After looking at skirts at the shops and in the pattern catalogues I have decided on a few designs and this skirt is the first that I am making for myself.


Here is a plan of the pattern. I drafted a straight skirt block and took 12mm of the waist at the back to accomodate my figure. Flared the pattern out about 33cm down from the waist, which is my mid thigh, then traced of the pattern peices ready for cutting. I made a facing pattern for the waist which is 5cm wide. When making the facing I placed the centre front or back next to the side front or back and traced of the half pattern.


When piecing the skirt together I sewed all the front and back pieces together and then pinned the side seams ready for fitting. As my fat sacks are on my backside and my thighs I had to let the skirt out a little at the thigh area and I had already altered the pattern for my swayback. Then I sewed the side seams and applied the invisible zipper.
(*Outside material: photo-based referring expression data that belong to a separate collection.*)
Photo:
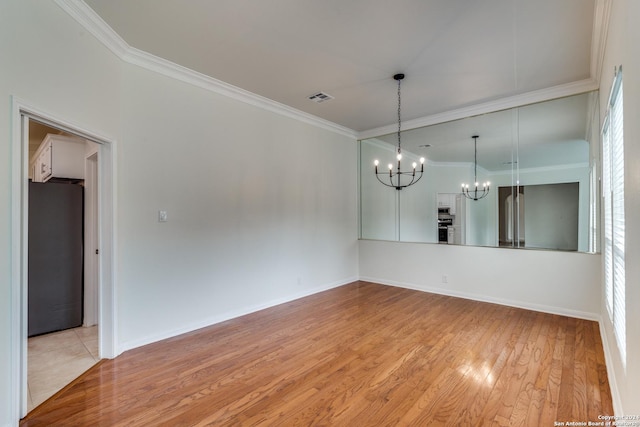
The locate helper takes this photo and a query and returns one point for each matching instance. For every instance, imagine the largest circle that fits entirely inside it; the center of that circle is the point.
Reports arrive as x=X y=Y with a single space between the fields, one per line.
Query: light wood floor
x=359 y=355
x=58 y=358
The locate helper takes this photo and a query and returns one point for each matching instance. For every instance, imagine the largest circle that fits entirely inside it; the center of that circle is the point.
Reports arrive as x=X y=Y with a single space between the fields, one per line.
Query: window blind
x=614 y=221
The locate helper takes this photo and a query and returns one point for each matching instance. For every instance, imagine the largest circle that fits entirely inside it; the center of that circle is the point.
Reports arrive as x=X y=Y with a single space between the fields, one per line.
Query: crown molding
x=95 y=25
x=520 y=100
x=600 y=30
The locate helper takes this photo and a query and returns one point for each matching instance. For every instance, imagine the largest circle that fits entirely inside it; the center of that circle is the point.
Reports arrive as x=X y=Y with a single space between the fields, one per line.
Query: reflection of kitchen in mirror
x=549 y=149
x=451 y=218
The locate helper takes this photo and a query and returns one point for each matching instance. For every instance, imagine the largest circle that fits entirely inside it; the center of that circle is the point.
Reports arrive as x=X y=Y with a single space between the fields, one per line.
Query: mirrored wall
x=542 y=164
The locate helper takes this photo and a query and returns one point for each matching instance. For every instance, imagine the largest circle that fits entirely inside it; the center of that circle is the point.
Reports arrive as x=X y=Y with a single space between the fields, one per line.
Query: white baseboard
x=483 y=298
x=129 y=345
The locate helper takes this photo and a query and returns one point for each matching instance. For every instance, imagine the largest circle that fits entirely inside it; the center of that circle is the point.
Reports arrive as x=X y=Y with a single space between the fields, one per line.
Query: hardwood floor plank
x=361 y=354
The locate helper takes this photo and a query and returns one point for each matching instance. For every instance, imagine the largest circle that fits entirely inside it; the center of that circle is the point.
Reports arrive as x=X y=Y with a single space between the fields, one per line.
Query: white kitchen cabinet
x=447 y=200
x=59 y=157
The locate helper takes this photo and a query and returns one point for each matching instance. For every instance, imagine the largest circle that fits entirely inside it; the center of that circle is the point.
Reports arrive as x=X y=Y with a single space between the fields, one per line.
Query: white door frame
x=91 y=242
x=107 y=339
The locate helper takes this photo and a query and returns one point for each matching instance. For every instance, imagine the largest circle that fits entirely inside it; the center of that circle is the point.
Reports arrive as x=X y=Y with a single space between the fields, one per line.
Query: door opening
x=98 y=296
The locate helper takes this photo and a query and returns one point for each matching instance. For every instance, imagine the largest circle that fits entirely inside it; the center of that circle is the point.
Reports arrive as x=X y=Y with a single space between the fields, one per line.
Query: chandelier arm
x=382 y=182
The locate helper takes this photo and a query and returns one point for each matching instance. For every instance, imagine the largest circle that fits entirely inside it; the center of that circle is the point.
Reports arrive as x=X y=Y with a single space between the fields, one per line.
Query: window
x=614 y=224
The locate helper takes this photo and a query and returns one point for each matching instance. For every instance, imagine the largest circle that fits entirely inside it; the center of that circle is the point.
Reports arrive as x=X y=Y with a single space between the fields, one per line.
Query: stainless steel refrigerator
x=55 y=282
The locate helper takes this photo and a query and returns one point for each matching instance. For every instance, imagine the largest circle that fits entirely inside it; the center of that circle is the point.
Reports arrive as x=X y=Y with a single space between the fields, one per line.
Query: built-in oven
x=445 y=220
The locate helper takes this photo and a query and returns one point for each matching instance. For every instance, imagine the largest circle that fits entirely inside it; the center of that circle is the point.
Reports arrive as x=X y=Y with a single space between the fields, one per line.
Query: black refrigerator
x=56 y=273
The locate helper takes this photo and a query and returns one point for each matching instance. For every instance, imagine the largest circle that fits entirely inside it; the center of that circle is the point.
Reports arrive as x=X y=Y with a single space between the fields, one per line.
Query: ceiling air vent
x=320 y=97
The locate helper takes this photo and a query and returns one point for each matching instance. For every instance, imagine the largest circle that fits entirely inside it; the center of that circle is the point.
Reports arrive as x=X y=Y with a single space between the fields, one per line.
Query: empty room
x=320 y=212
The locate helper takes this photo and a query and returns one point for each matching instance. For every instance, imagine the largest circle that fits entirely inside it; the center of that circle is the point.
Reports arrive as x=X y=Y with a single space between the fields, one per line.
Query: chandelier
x=394 y=177
x=475 y=194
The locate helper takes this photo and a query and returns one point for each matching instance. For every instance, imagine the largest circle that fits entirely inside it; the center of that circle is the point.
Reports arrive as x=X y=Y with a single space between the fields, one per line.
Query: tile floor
x=56 y=359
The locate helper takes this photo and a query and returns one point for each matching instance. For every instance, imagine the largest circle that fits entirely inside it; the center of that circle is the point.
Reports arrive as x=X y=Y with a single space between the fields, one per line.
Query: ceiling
x=455 y=53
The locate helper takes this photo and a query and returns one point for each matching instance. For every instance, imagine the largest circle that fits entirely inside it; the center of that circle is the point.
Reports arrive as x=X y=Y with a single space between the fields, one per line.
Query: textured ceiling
x=455 y=53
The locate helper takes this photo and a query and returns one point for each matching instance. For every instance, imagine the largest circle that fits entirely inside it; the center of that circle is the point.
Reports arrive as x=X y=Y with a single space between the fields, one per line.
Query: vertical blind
x=614 y=224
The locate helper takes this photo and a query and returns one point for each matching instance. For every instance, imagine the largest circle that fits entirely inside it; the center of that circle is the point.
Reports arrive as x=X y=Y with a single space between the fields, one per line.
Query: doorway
x=99 y=299
x=62 y=297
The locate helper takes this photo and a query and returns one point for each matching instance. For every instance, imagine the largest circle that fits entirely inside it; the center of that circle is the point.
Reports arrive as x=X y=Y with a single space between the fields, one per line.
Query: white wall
x=262 y=208
x=49 y=62
x=555 y=282
x=622 y=48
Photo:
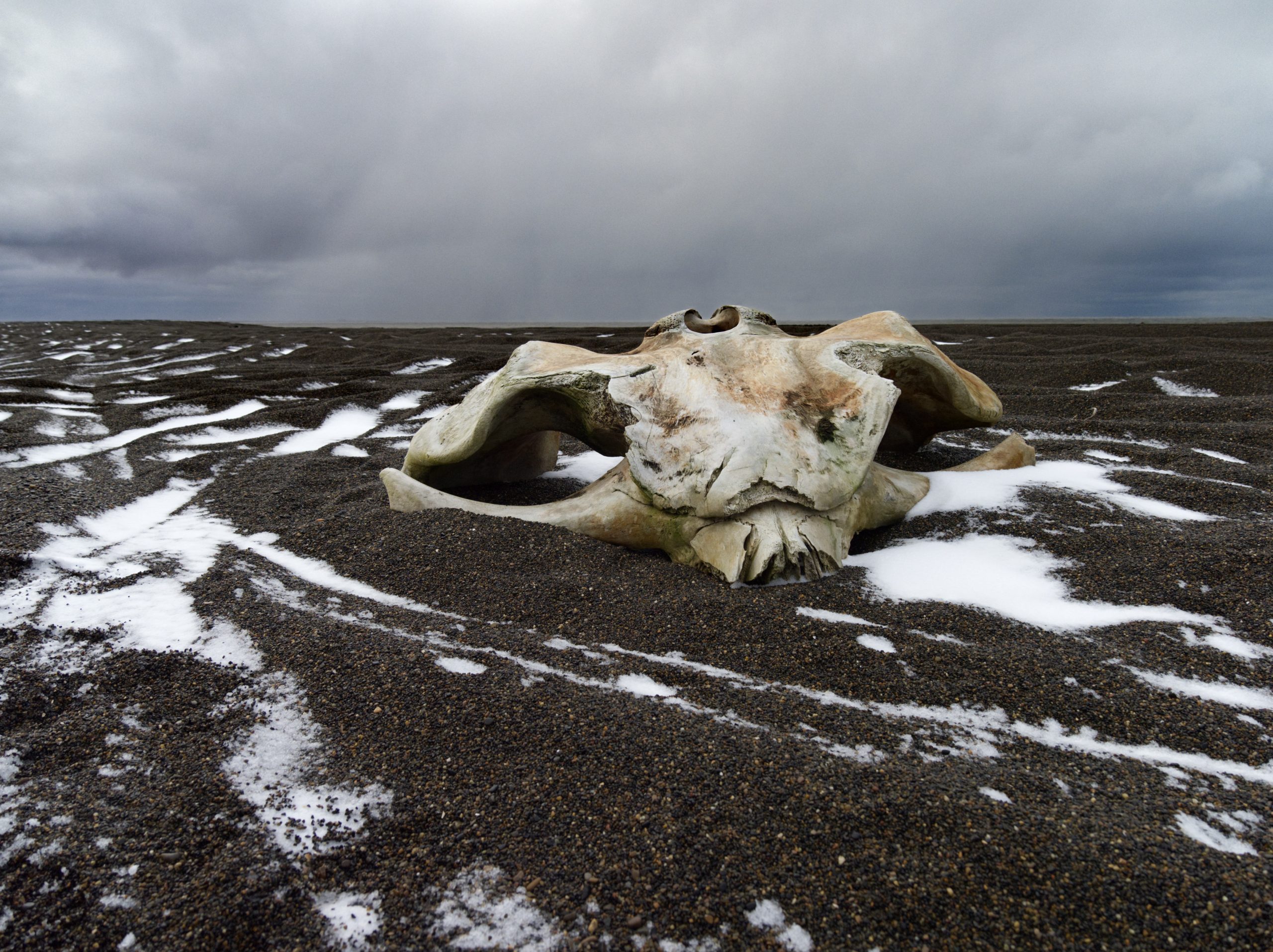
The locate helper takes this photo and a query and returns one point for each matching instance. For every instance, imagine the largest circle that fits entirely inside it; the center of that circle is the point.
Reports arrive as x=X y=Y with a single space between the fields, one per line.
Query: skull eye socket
x=725 y=318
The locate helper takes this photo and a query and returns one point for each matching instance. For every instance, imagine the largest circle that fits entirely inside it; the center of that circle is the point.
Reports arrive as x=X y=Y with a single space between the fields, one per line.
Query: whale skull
x=746 y=452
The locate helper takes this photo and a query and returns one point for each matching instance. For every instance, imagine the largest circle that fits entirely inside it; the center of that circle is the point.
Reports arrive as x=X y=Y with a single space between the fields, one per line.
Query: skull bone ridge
x=746 y=452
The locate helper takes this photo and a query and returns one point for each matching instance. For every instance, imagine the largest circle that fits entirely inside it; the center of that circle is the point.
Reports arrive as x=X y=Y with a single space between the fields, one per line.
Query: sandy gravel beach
x=246 y=705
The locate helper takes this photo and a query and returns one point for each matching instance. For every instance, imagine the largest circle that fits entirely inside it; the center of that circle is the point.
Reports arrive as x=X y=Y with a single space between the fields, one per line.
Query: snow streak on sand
x=460 y=666
x=33 y=456
x=842 y=618
x=1001 y=489
x=1183 y=390
x=1224 y=457
x=1210 y=837
x=424 y=366
x=214 y=436
x=271 y=766
x=352 y=918
x=406 y=400
x=1092 y=387
x=769 y=917
x=166 y=543
x=340 y=425
x=1006 y=575
x=1219 y=691
x=586 y=468
x=479 y=910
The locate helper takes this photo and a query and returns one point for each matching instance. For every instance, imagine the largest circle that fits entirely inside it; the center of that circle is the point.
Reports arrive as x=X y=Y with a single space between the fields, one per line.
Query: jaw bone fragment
x=748 y=452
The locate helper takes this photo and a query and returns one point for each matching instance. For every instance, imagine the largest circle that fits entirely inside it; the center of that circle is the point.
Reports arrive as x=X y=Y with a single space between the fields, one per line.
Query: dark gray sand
x=987 y=784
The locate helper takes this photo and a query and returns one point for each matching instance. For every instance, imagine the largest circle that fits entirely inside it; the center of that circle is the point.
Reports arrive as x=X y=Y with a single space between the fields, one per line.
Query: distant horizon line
x=567 y=322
This is the finished skirt worn with the shawl collar blouse. I like the fall of this skirt and I will definately be making it again.





Monday, February 19, 2007

SWAP Plan

Well I have finished my swap plan. I found all the fabrics I needed in my stash which is great for the budget and I have started to draft all the patterns. The cream linen shawl collar blouse is finished and I have cut and started to sew up the dark green gabardine skirt. I pieced the skirt together yesterday and applied the invisible zipper. The skirt looks great when I tried it on. I really like the way the skirt falls. I drafted my block for my stretch tops and I made the pattern for the low round neck top.
When I made the pattern for the cream linen blouse I got rid of the shoulder dart by transfering some of it into the shoulder seam and the rest into the the sleeve seam. I dont know if this is correct but it turned out ok. I also drafted the collar so as to not be high on the back of my neck. I added 6cm ease to my waist measurement but I feel this could probably have been less.

Tuesday, January 23, 2007

Madeleines pirate costume


Maddie had an invitation to go to a birthday party where she needed a pirate costume. This is the design we came up with. She wanted pants and I wanted her to wear a skirt, she got the pants. I drafted the patterns and the fit was perfect. I didnt have time to make a toile to check the design but it all turned out ok. The pants are made of a suede like fabric and the bodice is made from cotton velveteen left over from a dressing gown that I made for Constanze when she was little.